GoodData.CN: Workspace Provisioning


Userlevel 1

Introduction

One of GoodData.CN’s core functionalities is the ability to create dedicated client workspaces based on pre-existing template workspace(s) - a concept we call Workspace Provisioning. In your template(s), you can create a standard LDM with a set of measures, insights, and dashboards to roll out to some subset of your clients’ workspaces. Your clients can then customize their individual workspaces without affecting both the master template, nor any other workspaces.

 

In GoodData.CN, workspace provisioning is best achieved using two features: workspace hierarchies and data filtering. Workspace hierarchies define a “parent” template workspace with some number of “child” workspaces that will inherit features and matching data from the parent. These hierarchies can be multi-level, which offers a lot of flexibility on how analytics can be split up. Data filtering can then be applied to each child workspace to ensure only data specific to that workspace can be analyzed. We’ll go into more detail about setting these up later.

 

If used appropriately, workspace provisioning greatly simplifies and accelerates scaling your analytic solution to each of your existing and incoming clients.

 

Who should use Workspace Provisioning?

Through the flexibility of workspace provisioning, GoodData.CN users can scale their analytics solutions in a number of different paths: geographical and organizational splits, pricing options, multi-tenant client splits, and much more. We’ve illustrated out a list of a few options, but please note that this list does not encompass all potential use cases that workspace provisioning may solve for. 

  1. Geographical Splits

    1. Let’s say you’re a food chain with franchise locations across the country. Through workspace provisioning, you can provide each store with a workspace filled with insight into their specific sales and performance metrics. Above that, you can have region or national level workspaces that amalgamate the data for all franchises in a given region or the entire country, respectively. 

  2. Organizational Splits

    1. You want to provide insight into your company’s internal performance metrics, but need to change how much information is available based on the user’s position in the company. Using a multi-level hierarchy of workspaces, you can build out templates that deploy a personalized workspace for each of your executives, directors, and managers, each loaded with data and insights appropriate for their information access privilege.

  3. Pricing Options

    1. Provisioning offers a scalable solution for those who want to offer multiple tiers of their analytics solution to their clients (ie. free, introductory, premium). You can create multiple hierarchies for each offering, each with their own distinct set of templated insights which can be quickly and easily rolled out for new client workspaces.

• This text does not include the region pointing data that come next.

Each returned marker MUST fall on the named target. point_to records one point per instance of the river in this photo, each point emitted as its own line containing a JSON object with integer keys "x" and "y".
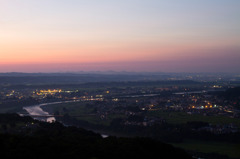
{"x": 36, "y": 111}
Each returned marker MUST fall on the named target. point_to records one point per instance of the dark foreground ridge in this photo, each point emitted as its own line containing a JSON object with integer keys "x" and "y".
{"x": 26, "y": 138}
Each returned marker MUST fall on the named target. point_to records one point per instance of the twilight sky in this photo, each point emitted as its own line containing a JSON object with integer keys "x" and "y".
{"x": 120, "y": 35}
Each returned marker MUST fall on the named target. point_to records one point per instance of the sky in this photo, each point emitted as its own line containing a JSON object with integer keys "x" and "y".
{"x": 120, "y": 35}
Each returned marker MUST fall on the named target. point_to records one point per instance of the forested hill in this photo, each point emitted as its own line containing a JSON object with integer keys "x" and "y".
{"x": 25, "y": 138}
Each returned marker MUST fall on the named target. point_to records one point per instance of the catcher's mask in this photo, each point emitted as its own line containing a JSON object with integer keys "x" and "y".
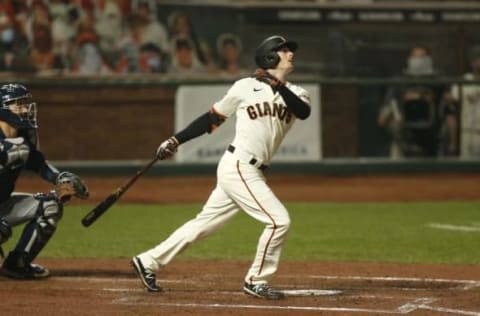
{"x": 266, "y": 56}
{"x": 17, "y": 99}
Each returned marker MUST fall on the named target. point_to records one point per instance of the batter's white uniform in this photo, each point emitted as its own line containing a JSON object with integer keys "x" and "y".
{"x": 262, "y": 122}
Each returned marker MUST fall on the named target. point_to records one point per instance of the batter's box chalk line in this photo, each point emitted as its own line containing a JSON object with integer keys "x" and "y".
{"x": 309, "y": 292}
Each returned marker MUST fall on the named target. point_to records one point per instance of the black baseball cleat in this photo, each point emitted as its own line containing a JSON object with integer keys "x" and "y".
{"x": 29, "y": 272}
{"x": 147, "y": 276}
{"x": 262, "y": 290}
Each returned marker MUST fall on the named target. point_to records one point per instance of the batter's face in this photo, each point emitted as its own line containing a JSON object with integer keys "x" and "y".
{"x": 286, "y": 60}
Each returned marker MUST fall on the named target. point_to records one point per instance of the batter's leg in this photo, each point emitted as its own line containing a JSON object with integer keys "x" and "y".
{"x": 256, "y": 198}
{"x": 217, "y": 211}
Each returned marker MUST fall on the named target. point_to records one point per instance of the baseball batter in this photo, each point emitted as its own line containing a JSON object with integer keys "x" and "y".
{"x": 266, "y": 106}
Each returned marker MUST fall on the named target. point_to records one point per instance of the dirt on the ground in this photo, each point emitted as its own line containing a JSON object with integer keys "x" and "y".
{"x": 211, "y": 287}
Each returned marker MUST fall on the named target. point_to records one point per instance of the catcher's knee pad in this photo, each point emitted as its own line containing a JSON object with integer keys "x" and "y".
{"x": 5, "y": 231}
{"x": 49, "y": 209}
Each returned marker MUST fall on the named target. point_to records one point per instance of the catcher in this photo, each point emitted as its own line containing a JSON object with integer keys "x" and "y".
{"x": 39, "y": 212}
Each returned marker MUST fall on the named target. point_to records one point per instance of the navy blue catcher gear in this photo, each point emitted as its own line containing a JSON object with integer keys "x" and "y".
{"x": 266, "y": 56}
{"x": 14, "y": 93}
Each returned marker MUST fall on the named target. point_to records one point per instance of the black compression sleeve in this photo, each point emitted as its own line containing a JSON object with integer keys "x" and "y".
{"x": 294, "y": 103}
{"x": 205, "y": 123}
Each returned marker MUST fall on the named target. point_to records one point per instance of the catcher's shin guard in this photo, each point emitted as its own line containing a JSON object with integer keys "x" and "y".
{"x": 5, "y": 233}
{"x": 38, "y": 232}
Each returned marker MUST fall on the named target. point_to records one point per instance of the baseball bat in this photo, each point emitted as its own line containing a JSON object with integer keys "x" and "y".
{"x": 103, "y": 206}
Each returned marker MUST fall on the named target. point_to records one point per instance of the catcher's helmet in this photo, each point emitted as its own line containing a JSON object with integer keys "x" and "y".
{"x": 16, "y": 93}
{"x": 266, "y": 56}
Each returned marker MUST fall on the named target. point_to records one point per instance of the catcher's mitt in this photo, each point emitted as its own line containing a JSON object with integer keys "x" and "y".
{"x": 68, "y": 185}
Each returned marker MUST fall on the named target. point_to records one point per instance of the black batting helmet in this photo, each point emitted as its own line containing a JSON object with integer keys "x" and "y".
{"x": 266, "y": 56}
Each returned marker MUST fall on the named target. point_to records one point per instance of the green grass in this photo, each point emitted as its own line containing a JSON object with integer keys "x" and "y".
{"x": 379, "y": 232}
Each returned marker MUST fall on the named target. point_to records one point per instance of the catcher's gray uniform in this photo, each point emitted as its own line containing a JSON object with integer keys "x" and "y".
{"x": 39, "y": 212}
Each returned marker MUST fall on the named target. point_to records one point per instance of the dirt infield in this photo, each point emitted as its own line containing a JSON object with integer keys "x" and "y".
{"x": 109, "y": 287}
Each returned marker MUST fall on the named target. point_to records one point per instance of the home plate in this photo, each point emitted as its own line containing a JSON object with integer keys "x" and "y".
{"x": 312, "y": 292}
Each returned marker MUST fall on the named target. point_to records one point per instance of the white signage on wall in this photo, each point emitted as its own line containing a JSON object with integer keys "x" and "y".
{"x": 302, "y": 143}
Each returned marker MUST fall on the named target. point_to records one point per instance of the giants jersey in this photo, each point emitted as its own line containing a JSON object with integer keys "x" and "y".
{"x": 263, "y": 119}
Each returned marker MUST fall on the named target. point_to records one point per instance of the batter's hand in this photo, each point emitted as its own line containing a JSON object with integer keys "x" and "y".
{"x": 268, "y": 78}
{"x": 168, "y": 148}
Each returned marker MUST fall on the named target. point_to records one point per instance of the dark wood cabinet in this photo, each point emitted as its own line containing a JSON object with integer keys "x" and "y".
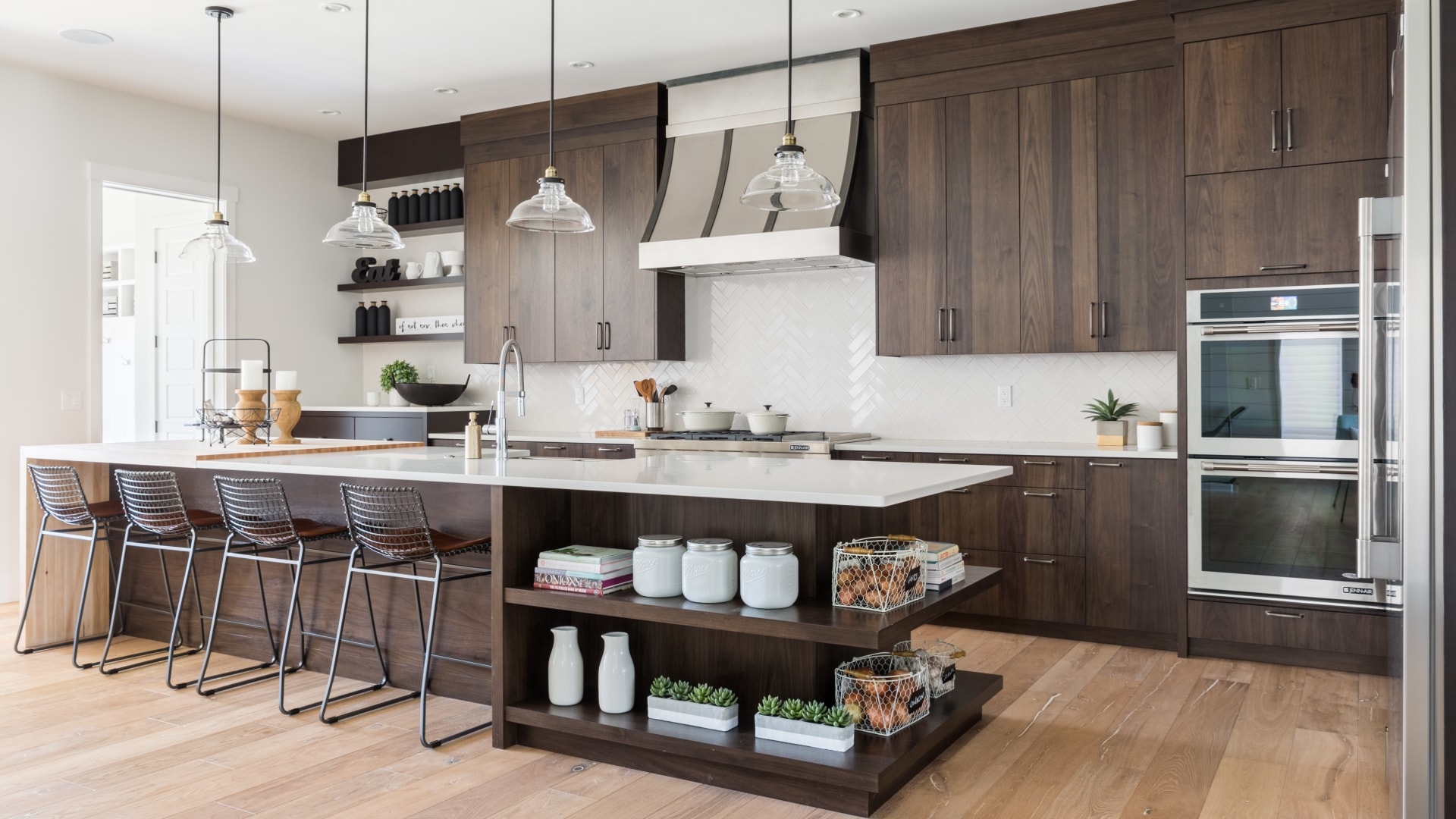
{"x": 1302, "y": 95}
{"x": 1059, "y": 283}
{"x": 1280, "y": 221}
{"x": 1134, "y": 544}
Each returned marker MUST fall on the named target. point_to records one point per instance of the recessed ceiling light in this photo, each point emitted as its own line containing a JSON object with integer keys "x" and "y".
{"x": 86, "y": 36}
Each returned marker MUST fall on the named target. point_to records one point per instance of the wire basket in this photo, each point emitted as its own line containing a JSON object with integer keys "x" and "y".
{"x": 884, "y": 692}
{"x": 938, "y": 657}
{"x": 878, "y": 573}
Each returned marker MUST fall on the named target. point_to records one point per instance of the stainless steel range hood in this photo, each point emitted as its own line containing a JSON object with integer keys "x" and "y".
{"x": 723, "y": 130}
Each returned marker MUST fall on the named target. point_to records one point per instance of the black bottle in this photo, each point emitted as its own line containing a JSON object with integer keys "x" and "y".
{"x": 456, "y": 202}
{"x": 413, "y": 207}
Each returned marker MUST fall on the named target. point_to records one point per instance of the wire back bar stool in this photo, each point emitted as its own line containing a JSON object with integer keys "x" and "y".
{"x": 153, "y": 504}
{"x": 391, "y": 522}
{"x": 261, "y": 528}
{"x": 61, "y": 497}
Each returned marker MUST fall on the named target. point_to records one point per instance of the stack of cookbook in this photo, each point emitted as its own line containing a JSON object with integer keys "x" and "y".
{"x": 585, "y": 570}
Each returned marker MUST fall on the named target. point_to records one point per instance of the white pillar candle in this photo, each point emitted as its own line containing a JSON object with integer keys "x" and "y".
{"x": 253, "y": 375}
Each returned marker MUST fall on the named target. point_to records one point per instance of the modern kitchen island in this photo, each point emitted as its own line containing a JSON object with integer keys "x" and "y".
{"x": 504, "y": 632}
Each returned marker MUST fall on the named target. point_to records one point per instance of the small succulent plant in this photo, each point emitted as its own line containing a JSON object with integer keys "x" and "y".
{"x": 723, "y": 697}
{"x": 701, "y": 694}
{"x": 792, "y": 710}
{"x": 837, "y": 717}
{"x": 814, "y": 713}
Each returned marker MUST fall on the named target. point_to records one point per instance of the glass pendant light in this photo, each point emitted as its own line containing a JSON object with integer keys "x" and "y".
{"x": 551, "y": 210}
{"x": 789, "y": 184}
{"x": 216, "y": 241}
{"x": 364, "y": 229}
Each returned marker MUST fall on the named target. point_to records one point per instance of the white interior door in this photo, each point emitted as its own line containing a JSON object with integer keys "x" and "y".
{"x": 184, "y": 321}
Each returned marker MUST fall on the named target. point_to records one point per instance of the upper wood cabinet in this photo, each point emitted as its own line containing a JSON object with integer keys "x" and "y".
{"x": 1302, "y": 95}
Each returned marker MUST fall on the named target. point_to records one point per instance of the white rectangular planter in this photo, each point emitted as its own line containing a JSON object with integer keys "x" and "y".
{"x": 696, "y": 714}
{"x": 799, "y": 732}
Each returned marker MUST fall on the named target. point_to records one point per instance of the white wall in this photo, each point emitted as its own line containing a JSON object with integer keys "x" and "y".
{"x": 52, "y": 333}
{"x": 804, "y": 343}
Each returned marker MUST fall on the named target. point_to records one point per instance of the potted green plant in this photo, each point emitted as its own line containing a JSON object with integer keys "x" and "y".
{"x": 1110, "y": 416}
{"x": 397, "y": 372}
{"x": 699, "y": 706}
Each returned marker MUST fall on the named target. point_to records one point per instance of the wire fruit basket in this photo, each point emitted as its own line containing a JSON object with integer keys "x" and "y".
{"x": 880, "y": 573}
{"x": 884, "y": 692}
{"x": 938, "y": 657}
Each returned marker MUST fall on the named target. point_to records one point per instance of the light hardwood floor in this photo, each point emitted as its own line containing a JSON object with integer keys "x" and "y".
{"x": 1081, "y": 729}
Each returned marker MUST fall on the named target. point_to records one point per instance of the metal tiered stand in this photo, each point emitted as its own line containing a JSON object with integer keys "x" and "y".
{"x": 243, "y": 423}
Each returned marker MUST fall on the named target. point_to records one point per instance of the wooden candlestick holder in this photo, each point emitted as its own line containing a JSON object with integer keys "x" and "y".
{"x": 249, "y": 413}
{"x": 289, "y": 411}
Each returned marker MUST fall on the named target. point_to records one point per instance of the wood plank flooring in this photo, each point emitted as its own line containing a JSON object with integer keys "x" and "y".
{"x": 1081, "y": 729}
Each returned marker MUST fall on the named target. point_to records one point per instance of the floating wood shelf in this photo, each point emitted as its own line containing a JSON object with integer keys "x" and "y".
{"x": 403, "y": 284}
{"x": 855, "y": 781}
{"x": 816, "y": 621}
{"x": 400, "y": 338}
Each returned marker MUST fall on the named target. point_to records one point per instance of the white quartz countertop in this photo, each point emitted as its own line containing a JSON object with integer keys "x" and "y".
{"x": 1065, "y": 449}
{"x": 836, "y": 483}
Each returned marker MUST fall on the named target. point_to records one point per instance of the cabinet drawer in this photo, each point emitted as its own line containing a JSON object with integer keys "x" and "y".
{"x": 1047, "y": 588}
{"x": 893, "y": 457}
{"x": 1014, "y": 519}
{"x": 1288, "y": 627}
{"x": 389, "y": 428}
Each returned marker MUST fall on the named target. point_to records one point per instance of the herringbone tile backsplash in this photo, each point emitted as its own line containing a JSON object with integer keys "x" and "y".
{"x": 805, "y": 344}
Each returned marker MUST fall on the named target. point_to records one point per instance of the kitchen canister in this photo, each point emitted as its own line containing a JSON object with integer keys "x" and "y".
{"x": 657, "y": 566}
{"x": 710, "y": 570}
{"x": 1149, "y": 435}
{"x": 769, "y": 575}
{"x": 564, "y": 676}
{"x": 1169, "y": 419}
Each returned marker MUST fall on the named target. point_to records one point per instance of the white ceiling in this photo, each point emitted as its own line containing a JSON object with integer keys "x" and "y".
{"x": 286, "y": 60}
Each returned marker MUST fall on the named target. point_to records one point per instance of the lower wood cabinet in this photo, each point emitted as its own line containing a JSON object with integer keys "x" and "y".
{"x": 1034, "y": 586}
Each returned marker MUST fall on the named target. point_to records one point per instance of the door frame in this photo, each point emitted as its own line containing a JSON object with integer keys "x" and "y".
{"x": 101, "y": 177}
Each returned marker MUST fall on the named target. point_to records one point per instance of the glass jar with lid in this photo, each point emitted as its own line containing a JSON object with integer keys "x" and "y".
{"x": 710, "y": 570}
{"x": 657, "y": 566}
{"x": 769, "y": 575}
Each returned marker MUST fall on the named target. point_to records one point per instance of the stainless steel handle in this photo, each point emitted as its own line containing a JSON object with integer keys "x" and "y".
{"x": 1269, "y": 328}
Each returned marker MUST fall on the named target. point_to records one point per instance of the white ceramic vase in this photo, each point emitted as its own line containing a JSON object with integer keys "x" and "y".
{"x": 617, "y": 676}
{"x": 564, "y": 672}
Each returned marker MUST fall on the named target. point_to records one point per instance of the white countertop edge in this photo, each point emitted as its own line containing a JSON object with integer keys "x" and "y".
{"x": 1065, "y": 449}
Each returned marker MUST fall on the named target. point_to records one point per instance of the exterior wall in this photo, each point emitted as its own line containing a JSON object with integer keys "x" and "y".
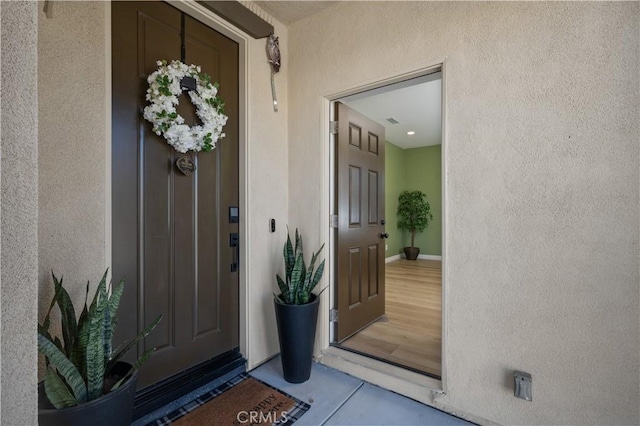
{"x": 542, "y": 188}
{"x": 268, "y": 196}
{"x": 19, "y": 214}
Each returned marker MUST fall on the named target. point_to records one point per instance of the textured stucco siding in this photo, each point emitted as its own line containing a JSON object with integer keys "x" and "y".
{"x": 19, "y": 214}
{"x": 542, "y": 188}
{"x": 267, "y": 191}
{"x": 71, "y": 155}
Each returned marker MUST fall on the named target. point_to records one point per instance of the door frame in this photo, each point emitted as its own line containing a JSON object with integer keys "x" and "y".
{"x": 218, "y": 24}
{"x": 414, "y": 385}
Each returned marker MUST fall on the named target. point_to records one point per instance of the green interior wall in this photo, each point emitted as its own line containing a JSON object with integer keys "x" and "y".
{"x": 413, "y": 169}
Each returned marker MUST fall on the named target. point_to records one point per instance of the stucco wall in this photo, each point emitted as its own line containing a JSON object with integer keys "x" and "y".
{"x": 542, "y": 164}
{"x": 268, "y": 195}
{"x": 74, "y": 143}
{"x": 71, "y": 156}
{"x": 19, "y": 214}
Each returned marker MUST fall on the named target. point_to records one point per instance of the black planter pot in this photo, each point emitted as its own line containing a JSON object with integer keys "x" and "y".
{"x": 411, "y": 253}
{"x": 297, "y": 331}
{"x": 112, "y": 409}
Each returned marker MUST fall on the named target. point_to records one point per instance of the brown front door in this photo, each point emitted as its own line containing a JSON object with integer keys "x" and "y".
{"x": 361, "y": 246}
{"x": 172, "y": 232}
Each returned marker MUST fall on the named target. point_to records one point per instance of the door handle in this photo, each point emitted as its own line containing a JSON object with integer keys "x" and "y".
{"x": 234, "y": 242}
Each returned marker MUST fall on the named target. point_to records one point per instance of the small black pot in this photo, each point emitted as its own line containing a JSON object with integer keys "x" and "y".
{"x": 297, "y": 331}
{"x": 112, "y": 409}
{"x": 411, "y": 253}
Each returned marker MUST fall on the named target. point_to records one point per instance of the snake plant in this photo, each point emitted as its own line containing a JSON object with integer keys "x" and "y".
{"x": 78, "y": 365}
{"x": 296, "y": 288}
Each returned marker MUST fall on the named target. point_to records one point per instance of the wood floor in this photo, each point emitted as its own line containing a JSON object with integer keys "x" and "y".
{"x": 410, "y": 332}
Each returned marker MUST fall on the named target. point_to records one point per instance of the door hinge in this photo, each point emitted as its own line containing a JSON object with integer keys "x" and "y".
{"x": 333, "y": 127}
{"x": 333, "y": 315}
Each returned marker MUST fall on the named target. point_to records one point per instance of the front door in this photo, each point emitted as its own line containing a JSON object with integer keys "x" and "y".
{"x": 172, "y": 231}
{"x": 360, "y": 239}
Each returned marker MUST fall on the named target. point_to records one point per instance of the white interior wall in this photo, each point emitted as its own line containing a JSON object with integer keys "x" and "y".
{"x": 543, "y": 188}
{"x": 19, "y": 213}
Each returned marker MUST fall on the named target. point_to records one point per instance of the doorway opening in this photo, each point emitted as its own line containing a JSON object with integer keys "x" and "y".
{"x": 388, "y": 140}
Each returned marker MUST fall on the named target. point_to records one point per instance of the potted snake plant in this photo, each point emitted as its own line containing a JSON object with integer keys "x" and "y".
{"x": 297, "y": 310}
{"x": 86, "y": 382}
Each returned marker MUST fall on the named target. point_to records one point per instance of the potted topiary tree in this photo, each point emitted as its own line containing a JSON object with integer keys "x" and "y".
{"x": 297, "y": 311}
{"x": 414, "y": 214}
{"x": 86, "y": 383}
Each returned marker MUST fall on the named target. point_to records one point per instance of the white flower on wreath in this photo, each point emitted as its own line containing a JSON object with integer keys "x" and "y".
{"x": 164, "y": 89}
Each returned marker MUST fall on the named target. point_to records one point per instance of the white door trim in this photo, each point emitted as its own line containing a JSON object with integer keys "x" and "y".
{"x": 212, "y": 20}
{"x": 380, "y": 373}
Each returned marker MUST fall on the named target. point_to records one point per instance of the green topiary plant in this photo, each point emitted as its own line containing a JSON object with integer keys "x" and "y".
{"x": 78, "y": 366}
{"x": 299, "y": 280}
{"x": 414, "y": 213}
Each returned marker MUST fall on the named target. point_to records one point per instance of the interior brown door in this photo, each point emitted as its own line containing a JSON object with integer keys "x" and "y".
{"x": 360, "y": 238}
{"x": 172, "y": 233}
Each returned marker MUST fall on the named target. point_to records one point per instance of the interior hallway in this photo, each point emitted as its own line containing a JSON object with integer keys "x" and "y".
{"x": 410, "y": 334}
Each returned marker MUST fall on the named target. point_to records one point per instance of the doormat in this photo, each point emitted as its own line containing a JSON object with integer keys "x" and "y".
{"x": 242, "y": 400}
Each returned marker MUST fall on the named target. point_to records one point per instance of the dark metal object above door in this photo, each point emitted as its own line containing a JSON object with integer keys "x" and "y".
{"x": 241, "y": 17}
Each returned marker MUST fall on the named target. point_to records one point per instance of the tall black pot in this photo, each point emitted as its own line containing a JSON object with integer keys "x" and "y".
{"x": 112, "y": 409}
{"x": 297, "y": 331}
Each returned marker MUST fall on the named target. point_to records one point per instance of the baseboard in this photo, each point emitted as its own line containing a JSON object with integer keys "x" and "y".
{"x": 420, "y": 256}
{"x": 155, "y": 396}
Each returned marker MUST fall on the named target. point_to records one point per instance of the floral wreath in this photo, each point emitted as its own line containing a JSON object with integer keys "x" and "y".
{"x": 165, "y": 85}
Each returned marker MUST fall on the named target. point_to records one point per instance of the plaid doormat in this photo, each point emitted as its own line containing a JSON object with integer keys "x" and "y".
{"x": 241, "y": 400}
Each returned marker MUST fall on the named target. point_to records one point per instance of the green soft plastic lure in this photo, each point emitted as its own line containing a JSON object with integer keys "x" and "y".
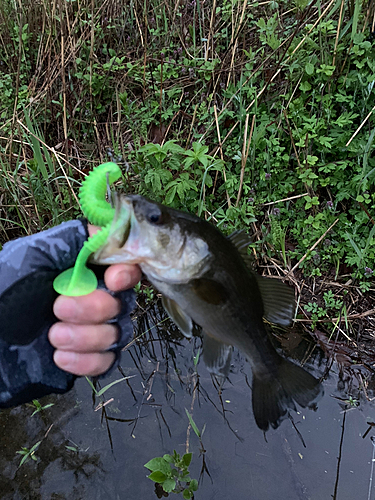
{"x": 79, "y": 280}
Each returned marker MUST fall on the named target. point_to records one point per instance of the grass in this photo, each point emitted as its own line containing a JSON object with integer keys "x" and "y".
{"x": 254, "y": 116}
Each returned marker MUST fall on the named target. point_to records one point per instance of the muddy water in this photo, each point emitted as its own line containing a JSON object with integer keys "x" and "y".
{"x": 88, "y": 454}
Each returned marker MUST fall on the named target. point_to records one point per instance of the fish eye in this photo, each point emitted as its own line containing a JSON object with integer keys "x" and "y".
{"x": 155, "y": 217}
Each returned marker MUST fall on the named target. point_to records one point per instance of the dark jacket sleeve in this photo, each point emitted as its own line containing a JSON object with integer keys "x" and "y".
{"x": 28, "y": 267}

  4. Multi-tenant Client Solution

    1. Maybe you’re a company that tracks credit card transactions for small businesses, and you want to offer an analytics package to your customers on their data. With workspace provisioning and data filtering, you can create workspaces for each of your client businesses loaded with common insights and dashboards pre-filtered to analyze only their own data.

 

We’d love to hear more about how you have used GoodData.CN, so please let us know on GoodData Community!

 

Workspace Hierarchies

As mentioned earlier, workspace provisioning can be achieved through implementing workspace hierarchies from which a single, “parent” workspace will template a common LDM, and set of measures, insights and dashboards to distribute across its “child” workspaces. For instructions on how to create a workspace hierarchy in GoodData.CN, see here

 

While each child workspace then has the freedom to add additional dashboards, insights, measures, and datasets, GoodData.CN will prevent edits being made to those items inherited from the parent workspace. This ensures that if edits are made to the parent template, the client’s customizations are not lost as those updates are inherited by each child workspace. Please note that adding datasets to an LDM will require connecting to new tables unused by the parent LDM. Depending on the scale of the LDM update, it may also warrant creating the workspace as a new “parent” or an independent workspace.

 

For workspaces in a defined hierarchy, changes made to a parent workspace will immediately be applied to its child workspaces, and any subsequent lower workspaces. As a result, we suggest any edits to your template workspaces be made in a Development or QA environment prior to releasing the change to Production for reduced release risk.

 

Multi-level Hierarchies

GoodData.CN also supports multi-level hierarchies, which can be a great way of organizing workspaces based on increasing levels of data granularity. The below image illustrates how a retailer with multiple store locations may break down their workspace hierarchy:
 

Head Office

  |---> West

    |---> California

    |---> Washington

    |---> Oregon

  |---> East

  |---> South

    |---> Georgia

    |---> Florida

 

In the example, we see three levels: Head Office, Regions, and States. In this hierarchy, data filters (talked about in depth in the next section) will be applied to each of the child workspaces to limit the data available to that workspace. For each subsequent level, the data filter is inherited from the parent, and a more granular filter can be applied. Also note that each branch can maintain different sets of levels. 

 

Child workspaces will inherit updates from all of its predecessors. So for example, if updates were made in both the “Head Office” and “West” workspaces, the “California”, “Washington” and “Oregon” workspaces would see both sets of those updates.

 

We will come back to setting up this example in your own GoodData.CN instance later.

 

Data Filtering

As mentioned earlier, by using workspace hierarchies, child workspaces will also inherit data from their parent workspace. Users can set data filter(s) on any workspace, child or parent, through the GoodData.CN APIs to limit the data that gets mapped into that workspace (see here for instructions). For example, here are the data filters applied to the previous geographical hierarchy example: 

 

  • Head Office - none

    • West - Region == ‘West’

      • California - State == ‘California’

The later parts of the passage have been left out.